Er ist ein Großer. Er hat das Charisma des weisen Alten. Und er hat uns viel zu sagen. Der Weltökonom, Altkanzler und Genussraucher wird 90 Jahre alt - und die Deutschen verehren ihn wie nie. stern-Fotograf Volker Hinz hat ihn über vier Jahrzehnte porträtiert. stern-Autorin Ulrike Posche beschreibt die Menschwerdung eines Machers.

Es ist die Zeit der Finsternis und Wunder. Am Ende dieses turbulenten Jahres fürchten viele Menschen eine ungewisse Zukunft. Sie warten auf ein beherztes Wort, einen weisen Fingerzeig, ein Quäntchen Trost von oben. Lange warten sie vergebens. Doch während die Welt im Strudel einer Finanzkrise immer weiter zu Boden sinkt, geschieht zumindest in Deutschland ein kleines Aufstiegswunder. Wir erleben die Menschwerdung eines Machers: Welt ging verloren, Schmidt war geboren. Und ganz Deutschland bringt ihm Weihrauch und Myrrhe.

Ja, es ist so: Wir alle beobachten die märchenhafte Verwandlung eines zornigen Besserwissers zum weisen Greis. Eines politischen Krisenmanagers zum Schutzheiligen in der Not. Wie ein Komet ist der ehemalige Staatskanzler und Welten-Erklärer Helmut Schmidt aus dem Dunkel erschienen. Und auf einmal ist da das Wort, der Fingerzeig, das bisschen Trost. Was für eine Koinzidenz! Wenn Krise ist, ist Helmut Schmidt in seinem Element. Dann schärft sich sein Blick, Meinungen und Fakten bündeln sich zu Analysen, zu den Elixieren des Doktor Schmidt. Wenn Krise ist, ist Helmut Schmidt ein Retter. Aber das ist es nicht allein.
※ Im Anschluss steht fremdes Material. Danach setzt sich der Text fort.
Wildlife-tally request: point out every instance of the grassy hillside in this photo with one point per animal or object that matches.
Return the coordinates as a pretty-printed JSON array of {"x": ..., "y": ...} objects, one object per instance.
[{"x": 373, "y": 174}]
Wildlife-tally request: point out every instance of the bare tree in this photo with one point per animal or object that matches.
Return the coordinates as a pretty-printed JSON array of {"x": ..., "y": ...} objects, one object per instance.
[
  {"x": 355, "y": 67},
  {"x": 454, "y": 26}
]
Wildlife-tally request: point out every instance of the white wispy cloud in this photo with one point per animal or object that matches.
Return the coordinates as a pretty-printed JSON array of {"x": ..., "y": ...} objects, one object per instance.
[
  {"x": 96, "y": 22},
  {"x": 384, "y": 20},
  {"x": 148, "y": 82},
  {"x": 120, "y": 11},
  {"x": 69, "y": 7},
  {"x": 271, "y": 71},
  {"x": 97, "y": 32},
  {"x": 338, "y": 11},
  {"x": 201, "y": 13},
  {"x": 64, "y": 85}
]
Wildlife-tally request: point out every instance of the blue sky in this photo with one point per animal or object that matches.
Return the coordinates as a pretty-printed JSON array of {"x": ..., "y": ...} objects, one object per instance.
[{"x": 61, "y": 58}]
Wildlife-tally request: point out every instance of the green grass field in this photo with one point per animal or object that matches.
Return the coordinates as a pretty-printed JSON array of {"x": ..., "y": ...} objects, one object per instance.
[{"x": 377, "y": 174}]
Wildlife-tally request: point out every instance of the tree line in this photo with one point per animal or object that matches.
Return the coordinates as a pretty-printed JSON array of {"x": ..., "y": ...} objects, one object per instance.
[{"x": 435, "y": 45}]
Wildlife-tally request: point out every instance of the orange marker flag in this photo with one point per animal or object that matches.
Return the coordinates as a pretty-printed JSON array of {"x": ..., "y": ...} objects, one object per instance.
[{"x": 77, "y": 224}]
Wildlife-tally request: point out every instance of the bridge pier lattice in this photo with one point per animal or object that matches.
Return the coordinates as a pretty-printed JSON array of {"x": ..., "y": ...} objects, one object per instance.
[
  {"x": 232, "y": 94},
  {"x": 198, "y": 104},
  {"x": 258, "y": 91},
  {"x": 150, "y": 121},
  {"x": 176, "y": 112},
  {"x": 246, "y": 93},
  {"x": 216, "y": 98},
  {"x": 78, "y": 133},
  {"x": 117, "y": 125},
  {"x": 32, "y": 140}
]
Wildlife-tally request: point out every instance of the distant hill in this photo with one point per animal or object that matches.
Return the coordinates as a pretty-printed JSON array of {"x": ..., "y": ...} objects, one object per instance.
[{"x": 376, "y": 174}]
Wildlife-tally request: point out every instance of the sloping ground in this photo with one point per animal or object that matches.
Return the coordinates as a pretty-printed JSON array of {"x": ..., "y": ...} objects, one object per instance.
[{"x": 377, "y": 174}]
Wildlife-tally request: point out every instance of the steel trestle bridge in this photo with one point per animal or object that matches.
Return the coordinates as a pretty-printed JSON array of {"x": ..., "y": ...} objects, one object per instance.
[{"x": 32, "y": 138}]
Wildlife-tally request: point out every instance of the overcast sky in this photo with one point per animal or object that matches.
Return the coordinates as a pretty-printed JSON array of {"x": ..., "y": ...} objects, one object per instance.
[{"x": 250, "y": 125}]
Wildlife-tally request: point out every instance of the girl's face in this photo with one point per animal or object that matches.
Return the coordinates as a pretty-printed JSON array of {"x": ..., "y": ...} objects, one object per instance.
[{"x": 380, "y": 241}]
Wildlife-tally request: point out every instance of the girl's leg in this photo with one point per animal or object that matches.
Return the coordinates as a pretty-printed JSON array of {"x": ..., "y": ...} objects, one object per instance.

Kurz vor seinem 90. Geburtstag und kurz vor einer weltweiten Rezession ist der Mann aus Hamburg-Langenhorn auf dem Gipfel seines Ruhmes. Es ist ihm endlich etwas zugewachsen, das er früher stets mit Zähnen an sich reißen wollte - Bewunderung. Er wollte, auch wenn er sich zeitlebens hinter seiner Hamburger Arroganz und hinter einer "bisweilen unhöflichen Direktheit" gegenüber anderen, wie er selbst findet, verschanzte - Schmidt wollte geliebt werden, wie Willy Brandt geliebt wurde. Jetzt, da es so ist, scheint er es zu genießen. Er wirkt plötzlich milde. Wie ein Kirchturm mit alter Patina.

Geradeheraus und Schnörkellos

Er lässt es zu, dass ihn die Menschen nicht nur respektieren, sondern an seinen Lippen und Worten hängen. Er lässt sich bejubeln, mit Standing Ovations feiern. Wenn er in Beckmanns Talkshow, in Theatersälen und Kirchen die Welt erklärt, fühlen die Menschen sich geborgen. Und es vergeht kaum ein Tag, an dem der disziplinierte Weltökonom nicht in einem Saal säße, um mit geraden Sätzen vom Blatt aufs Publikum einzupriestern oder die länglichen Fragen einer prominenten Fernsehnase mit irritierend kurzen Antworten zu kontern. Gestern in einem Berliner Dom, heute im Münchner Volkstheater, morgen in einem Passauer Verlagsgebäude. Anschließend kaufen die so Verzauberten sein neues Buch "Helmut Schmidt. Außer Dienst" und katapultieren es dankbar auf den Spitzenplatz der Bestsellerlisten.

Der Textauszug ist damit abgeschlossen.